Brock McGinn, Jordan Martinook, and Cedric Paquette are all depth players scheduled to hit the UFA market. Warren Foegele is of a similar ilk and is an RFA with arbitration rights.

You can’t justify bringing back all of these players, especially when one of the biggest hurdles for the Canes in the postseason was scoring, particularly on Andrei Vasilevskiy. Money invested into depth players quickly starts to add up. The development of Steven Lorentz, who has another year left on his low-money two-way deal, likely makes at least one of them expendable in the offseason.

Foegele’s arbitration rights make his situation dicey. What kind of money is he worth? Has he already maxed out what he can be in this league?

McGinn had a great year and was an elite five-on-five defensive forward. He’s a great penalty killer, his on-ice finishing numbers went up, and he is everything you want out of a bottom-six player. Martinook experienced serious regression at five-on-five. He remains a good penalty killer, but he has never regained his 2018-19 form, likely due in part to injuries.

These are decisions that, while not as impactful as Hamilton, have real ramifications on how you build your team. Can the money that they’d have to spend on one or two of those players be better spent on additional scoring options? They are in need of more guys who have game-breaking talent - higher-end players who are tough to come by and would likely necessitate a trade. Perhaps that money can also be put towards a Hamilton contract or, of course, Andrei Svechnikov.

Instead of taking the next step in becoming a star player, Svechnikov took a concerning step in the wrong direction with his defense. That was magnified by inconsistent finishing by both him and his linemates at times in the season. That could play into what kind of deal he gets as a first-time RFA, but it doesn’t change what kind of player he projects to be - a really good one.

Do they have their goalie of the future in Alex Nedeljkovic? It certainly seems like they do, but they’d be foolish not to invest in a quality 1B to give him help. Will that lead to a return for Petr Mrazek, or do they go outside of the organization to find that?

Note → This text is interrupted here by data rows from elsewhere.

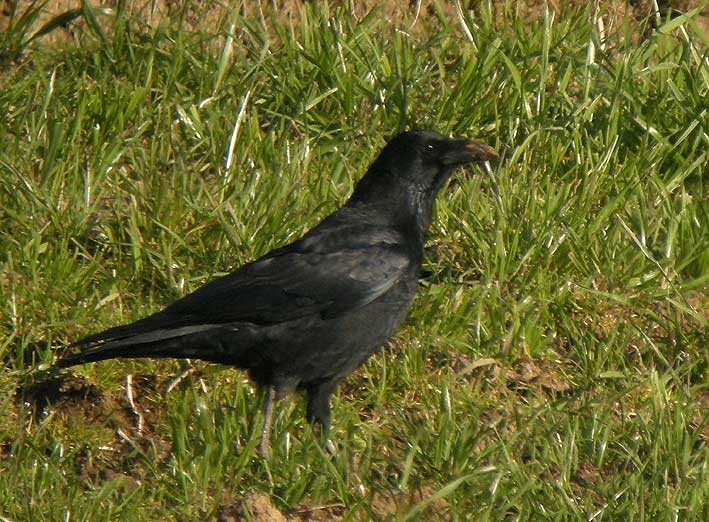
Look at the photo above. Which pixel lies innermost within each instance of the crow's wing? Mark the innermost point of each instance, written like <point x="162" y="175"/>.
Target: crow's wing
<point x="327" y="274"/>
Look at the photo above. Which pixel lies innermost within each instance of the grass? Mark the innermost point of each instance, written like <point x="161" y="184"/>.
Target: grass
<point x="554" y="365"/>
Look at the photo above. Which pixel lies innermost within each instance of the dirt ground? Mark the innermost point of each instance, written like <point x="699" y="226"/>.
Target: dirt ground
<point x="205" y="15"/>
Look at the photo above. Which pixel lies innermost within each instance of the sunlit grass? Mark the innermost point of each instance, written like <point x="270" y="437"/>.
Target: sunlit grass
<point x="554" y="365"/>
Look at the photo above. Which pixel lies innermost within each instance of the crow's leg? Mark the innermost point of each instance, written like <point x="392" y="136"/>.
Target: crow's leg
<point x="265" y="445"/>
<point x="318" y="410"/>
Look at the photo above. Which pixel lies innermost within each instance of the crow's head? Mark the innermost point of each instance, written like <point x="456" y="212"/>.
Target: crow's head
<point x="411" y="169"/>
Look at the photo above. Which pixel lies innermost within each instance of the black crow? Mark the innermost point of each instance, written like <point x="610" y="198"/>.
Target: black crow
<point x="305" y="315"/>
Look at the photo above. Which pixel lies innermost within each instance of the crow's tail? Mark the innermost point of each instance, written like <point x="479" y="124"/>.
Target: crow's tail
<point x="180" y="343"/>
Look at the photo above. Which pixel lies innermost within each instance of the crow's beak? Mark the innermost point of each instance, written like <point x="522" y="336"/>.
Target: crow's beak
<point x="467" y="151"/>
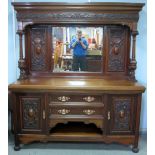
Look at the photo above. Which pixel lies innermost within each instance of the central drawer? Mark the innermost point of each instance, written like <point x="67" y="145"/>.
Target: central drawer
<point x="88" y="98"/>
<point x="76" y="109"/>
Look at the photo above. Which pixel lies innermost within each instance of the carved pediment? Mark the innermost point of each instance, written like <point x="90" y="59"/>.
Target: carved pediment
<point x="75" y="16"/>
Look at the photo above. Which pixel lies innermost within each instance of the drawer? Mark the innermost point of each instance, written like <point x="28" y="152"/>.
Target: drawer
<point x="71" y="109"/>
<point x="75" y="98"/>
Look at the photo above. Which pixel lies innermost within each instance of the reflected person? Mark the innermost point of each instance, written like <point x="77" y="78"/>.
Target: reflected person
<point x="79" y="45"/>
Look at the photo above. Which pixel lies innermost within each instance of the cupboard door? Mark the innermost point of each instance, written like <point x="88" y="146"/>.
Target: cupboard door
<point x="31" y="108"/>
<point x="122" y="114"/>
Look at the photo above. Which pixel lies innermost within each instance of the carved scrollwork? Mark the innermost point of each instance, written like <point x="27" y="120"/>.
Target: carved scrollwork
<point x="63" y="98"/>
<point x="89" y="98"/>
<point x="89" y="111"/>
<point x="75" y="15"/>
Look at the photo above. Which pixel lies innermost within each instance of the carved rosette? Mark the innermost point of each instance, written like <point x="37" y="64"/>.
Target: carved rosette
<point x="31" y="113"/>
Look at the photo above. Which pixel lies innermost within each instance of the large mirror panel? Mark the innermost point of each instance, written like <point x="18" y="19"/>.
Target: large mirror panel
<point x="77" y="49"/>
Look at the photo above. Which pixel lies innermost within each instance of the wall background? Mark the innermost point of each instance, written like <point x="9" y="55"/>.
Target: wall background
<point x="141" y="50"/>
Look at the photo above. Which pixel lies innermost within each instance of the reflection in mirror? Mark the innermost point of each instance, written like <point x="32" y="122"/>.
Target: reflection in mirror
<point x="77" y="49"/>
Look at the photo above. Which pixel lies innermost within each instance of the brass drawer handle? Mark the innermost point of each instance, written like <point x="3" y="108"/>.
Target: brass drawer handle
<point x="89" y="98"/>
<point x="63" y="111"/>
<point x="63" y="98"/>
<point x="89" y="111"/>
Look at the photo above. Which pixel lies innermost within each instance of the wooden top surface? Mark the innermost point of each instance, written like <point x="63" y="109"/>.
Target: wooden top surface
<point x="76" y="84"/>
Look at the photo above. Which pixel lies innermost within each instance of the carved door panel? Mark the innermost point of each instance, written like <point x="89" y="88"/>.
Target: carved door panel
<point x="117" y="49"/>
<point x="122" y="114"/>
<point x="31" y="114"/>
<point x="39" y="52"/>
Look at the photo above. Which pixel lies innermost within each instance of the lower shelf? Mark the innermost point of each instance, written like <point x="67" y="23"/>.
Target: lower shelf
<point x="76" y="129"/>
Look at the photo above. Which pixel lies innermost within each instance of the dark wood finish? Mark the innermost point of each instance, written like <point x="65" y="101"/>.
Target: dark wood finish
<point x="91" y="107"/>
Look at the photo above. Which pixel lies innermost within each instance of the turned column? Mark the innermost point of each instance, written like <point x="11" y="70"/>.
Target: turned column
<point x="21" y="62"/>
<point x="133" y="62"/>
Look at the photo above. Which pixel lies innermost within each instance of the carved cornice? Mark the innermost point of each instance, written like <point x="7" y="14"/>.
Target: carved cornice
<point x="75" y="16"/>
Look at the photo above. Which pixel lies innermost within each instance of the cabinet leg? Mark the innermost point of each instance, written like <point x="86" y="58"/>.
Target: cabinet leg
<point x="135" y="149"/>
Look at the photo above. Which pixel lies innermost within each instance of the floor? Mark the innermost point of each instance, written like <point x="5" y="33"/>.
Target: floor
<point x="76" y="148"/>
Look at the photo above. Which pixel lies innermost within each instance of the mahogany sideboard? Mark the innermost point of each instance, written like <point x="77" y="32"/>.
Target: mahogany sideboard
<point x="102" y="106"/>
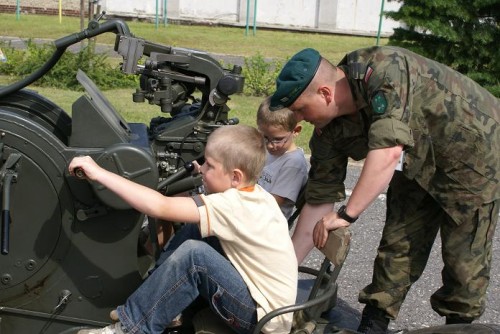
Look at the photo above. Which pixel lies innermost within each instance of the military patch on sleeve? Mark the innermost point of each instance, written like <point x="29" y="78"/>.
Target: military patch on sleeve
<point x="379" y="103"/>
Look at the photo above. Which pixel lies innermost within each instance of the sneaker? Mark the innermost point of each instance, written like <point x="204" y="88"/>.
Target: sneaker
<point x="111" y="329"/>
<point x="114" y="316"/>
<point x="457" y="320"/>
<point x="373" y="321"/>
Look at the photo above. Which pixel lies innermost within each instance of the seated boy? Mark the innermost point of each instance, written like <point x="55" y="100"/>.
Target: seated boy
<point x="252" y="268"/>
<point x="285" y="171"/>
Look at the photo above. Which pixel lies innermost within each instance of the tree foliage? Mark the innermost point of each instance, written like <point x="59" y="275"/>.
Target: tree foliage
<point x="464" y="34"/>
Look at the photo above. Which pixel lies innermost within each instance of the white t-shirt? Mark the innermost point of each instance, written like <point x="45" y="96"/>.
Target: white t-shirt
<point x="284" y="176"/>
<point x="254" y="235"/>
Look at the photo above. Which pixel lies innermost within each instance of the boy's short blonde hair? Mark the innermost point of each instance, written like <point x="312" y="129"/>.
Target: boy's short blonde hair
<point x="239" y="147"/>
<point x="284" y="118"/>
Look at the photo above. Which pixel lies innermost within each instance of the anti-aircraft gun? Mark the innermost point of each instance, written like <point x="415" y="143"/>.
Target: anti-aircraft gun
<point x="69" y="247"/>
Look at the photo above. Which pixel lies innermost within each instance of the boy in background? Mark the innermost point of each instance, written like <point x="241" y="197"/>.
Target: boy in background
<point x="285" y="171"/>
<point x="234" y="251"/>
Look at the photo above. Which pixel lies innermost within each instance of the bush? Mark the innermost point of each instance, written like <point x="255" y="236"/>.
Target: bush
<point x="21" y="63"/>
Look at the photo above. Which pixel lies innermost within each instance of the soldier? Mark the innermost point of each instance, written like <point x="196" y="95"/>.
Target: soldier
<point x="429" y="133"/>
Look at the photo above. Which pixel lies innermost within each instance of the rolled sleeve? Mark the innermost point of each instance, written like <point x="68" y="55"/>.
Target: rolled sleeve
<point x="389" y="132"/>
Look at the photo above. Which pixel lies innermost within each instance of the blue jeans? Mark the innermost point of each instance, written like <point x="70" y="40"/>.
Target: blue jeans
<point x="188" y="268"/>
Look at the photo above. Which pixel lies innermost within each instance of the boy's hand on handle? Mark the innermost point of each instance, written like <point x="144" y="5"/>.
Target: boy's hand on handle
<point x="326" y="224"/>
<point x="83" y="167"/>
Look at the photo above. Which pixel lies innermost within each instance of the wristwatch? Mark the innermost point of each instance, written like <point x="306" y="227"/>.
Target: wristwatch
<point x="342" y="214"/>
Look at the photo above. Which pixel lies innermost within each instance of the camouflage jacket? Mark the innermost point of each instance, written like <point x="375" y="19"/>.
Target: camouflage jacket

Like Foegele, Nedeljkovic has arbitration rights. He’s a Calder finalist, and he will start taking up a more significant portion of this team’s salary cap, though it should be offset by the likely departure of at least one of Mrazek or James Reimer.

Beyond the regulars, the development of 2020 first-round pick Seth Jarvis should be kept a close eye on. He started the year in the AHL due to the WHL’s delayed start, and he looked like anything but an underage player in that league. He’s probably a good deal closer to being a lineup candidate than most people expected, but he still might be a year away.

As the sting of a disappointing ending to the 2021 season starts to wear off in the coming days and weeks, the reality of what is a massive offseason will start to set in.

Another reality is that the core of this hockey team is legitimately good. Sebastian Aho has again shown that he is the real deal as a star player in this league and can rise to the occasion in the postseason. He wants the Hurricanes to be a winner as much as anyone. Jaccob Slavin and Brett Pesce remain as cornerstones on the blue line. The cast of Svechnikov, Teuvo Teravainen, Vincent Trocheck, Jordan Staal, Nino Niederreiter and Martin Necas, among others, instill plenty of confidence in the direction of this team.

The Hurricanes are not where they want to be right now, but this is the process that almost every young team with high aspirations goes through. You don’t turn into a champion overnight. These things take time, and along the way, there are key moments that determine whether you’ll be one of the few teams that can break through; or one of the many teams that can just never get over the most difficult hurdle - going from good to great.

That moment starts now for the Carolina Hurricanes.